Structural vulnerabilities: challenges in the labour market

Although it has proved somewhat robust since the 2021 reform, the labour market is still one of the black spots in the Spanish economy. The youth unemployment rate (26.7% in October) is still high compared to the eurozone rate (15%), illustrating that the mismatch between education and the market's needs is more significant than elsewhere. In addition, the number of long-term unemployed people has settled at a high level of approximately 1 million since Q2 2023. Against the backdrop of an ageing working population, this suggests that Spain has an older workforce that cannot be easily reintegrated into the labour market. Therefore, further structural reforms are seemingly needed in order to improve productivity and reduce unemployment.

FOCUS | Higher US customs tariffs: the impact on Spain will be limited

Unsurprisingly, Spain will not be the eurozone country hardest hit by higher customs tariffs on exports to the United States. On the one hand, its strong dependence on the services sector (75% of gross value added) significantly protects it from increases in customs tariffs; on the other hand, Spain’s direct exposure to the United States is quite low (the share of total Spanish goods exports to the United States only accounts for 5.4% of total Spanish exports, i.e. 2% of GDP), so the first-round impact, via the trade channel, will be small.

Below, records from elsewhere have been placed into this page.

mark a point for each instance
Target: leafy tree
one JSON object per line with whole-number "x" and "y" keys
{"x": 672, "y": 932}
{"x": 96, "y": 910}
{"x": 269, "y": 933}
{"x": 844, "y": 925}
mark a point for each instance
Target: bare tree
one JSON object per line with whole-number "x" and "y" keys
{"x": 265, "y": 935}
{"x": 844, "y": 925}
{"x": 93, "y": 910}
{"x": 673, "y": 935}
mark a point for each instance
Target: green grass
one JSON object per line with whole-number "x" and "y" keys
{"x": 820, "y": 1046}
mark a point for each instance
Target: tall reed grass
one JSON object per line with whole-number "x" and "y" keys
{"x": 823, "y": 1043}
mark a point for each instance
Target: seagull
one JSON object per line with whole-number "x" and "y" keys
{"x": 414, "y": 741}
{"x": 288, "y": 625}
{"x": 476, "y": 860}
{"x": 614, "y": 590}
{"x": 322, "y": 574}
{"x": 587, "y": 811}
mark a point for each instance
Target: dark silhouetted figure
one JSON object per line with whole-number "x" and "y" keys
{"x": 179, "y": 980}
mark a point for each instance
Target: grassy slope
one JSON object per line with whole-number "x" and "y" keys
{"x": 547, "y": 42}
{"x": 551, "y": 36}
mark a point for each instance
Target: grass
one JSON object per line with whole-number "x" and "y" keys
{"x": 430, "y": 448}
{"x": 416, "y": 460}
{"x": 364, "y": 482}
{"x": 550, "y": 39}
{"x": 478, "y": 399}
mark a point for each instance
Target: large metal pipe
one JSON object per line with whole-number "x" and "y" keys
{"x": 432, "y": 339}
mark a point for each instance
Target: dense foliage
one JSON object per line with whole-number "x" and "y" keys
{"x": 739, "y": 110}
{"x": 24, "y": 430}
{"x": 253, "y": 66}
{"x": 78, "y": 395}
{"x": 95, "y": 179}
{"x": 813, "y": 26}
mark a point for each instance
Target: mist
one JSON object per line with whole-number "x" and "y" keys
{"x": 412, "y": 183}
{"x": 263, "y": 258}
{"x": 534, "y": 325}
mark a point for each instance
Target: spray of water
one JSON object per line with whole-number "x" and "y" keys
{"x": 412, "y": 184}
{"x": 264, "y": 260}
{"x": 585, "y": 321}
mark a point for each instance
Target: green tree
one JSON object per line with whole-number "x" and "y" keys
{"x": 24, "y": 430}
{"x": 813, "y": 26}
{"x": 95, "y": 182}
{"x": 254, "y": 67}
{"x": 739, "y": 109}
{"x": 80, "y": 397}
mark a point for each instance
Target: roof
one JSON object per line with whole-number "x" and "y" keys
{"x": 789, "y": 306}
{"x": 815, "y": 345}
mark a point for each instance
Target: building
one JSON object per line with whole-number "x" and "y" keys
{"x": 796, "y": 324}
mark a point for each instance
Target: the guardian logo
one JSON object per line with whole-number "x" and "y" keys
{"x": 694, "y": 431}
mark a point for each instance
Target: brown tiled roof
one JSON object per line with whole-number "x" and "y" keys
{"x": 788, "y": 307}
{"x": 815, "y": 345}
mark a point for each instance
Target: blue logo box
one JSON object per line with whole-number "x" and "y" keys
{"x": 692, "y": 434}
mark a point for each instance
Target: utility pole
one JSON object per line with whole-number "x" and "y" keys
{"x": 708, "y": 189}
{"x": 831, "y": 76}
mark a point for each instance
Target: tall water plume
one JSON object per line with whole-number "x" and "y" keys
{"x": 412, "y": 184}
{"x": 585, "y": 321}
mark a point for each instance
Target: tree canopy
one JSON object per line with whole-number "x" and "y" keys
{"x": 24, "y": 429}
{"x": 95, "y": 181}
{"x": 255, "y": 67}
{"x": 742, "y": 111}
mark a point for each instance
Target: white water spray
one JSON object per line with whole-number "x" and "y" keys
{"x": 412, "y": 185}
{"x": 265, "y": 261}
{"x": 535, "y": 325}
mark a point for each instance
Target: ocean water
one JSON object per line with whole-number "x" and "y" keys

Nevertheless, it seems clear that second-round effects of the slowdown in growth of its main European trading partners (Germany, France and Italy) will affect Spanish exports to these countries and adversely affect domestic activity over the next two years.

Article completed on 2 December 2024


[1] Non-financial corporations debt levels are at their lowest in 22 years (81.3% of GDP in Q2 2024).

[2] European Commission Forecast.

[3] Estimated at -3.0% of GDP in 2024, -2.6% in 2025 and -2.7% in 2026 by the European Commission.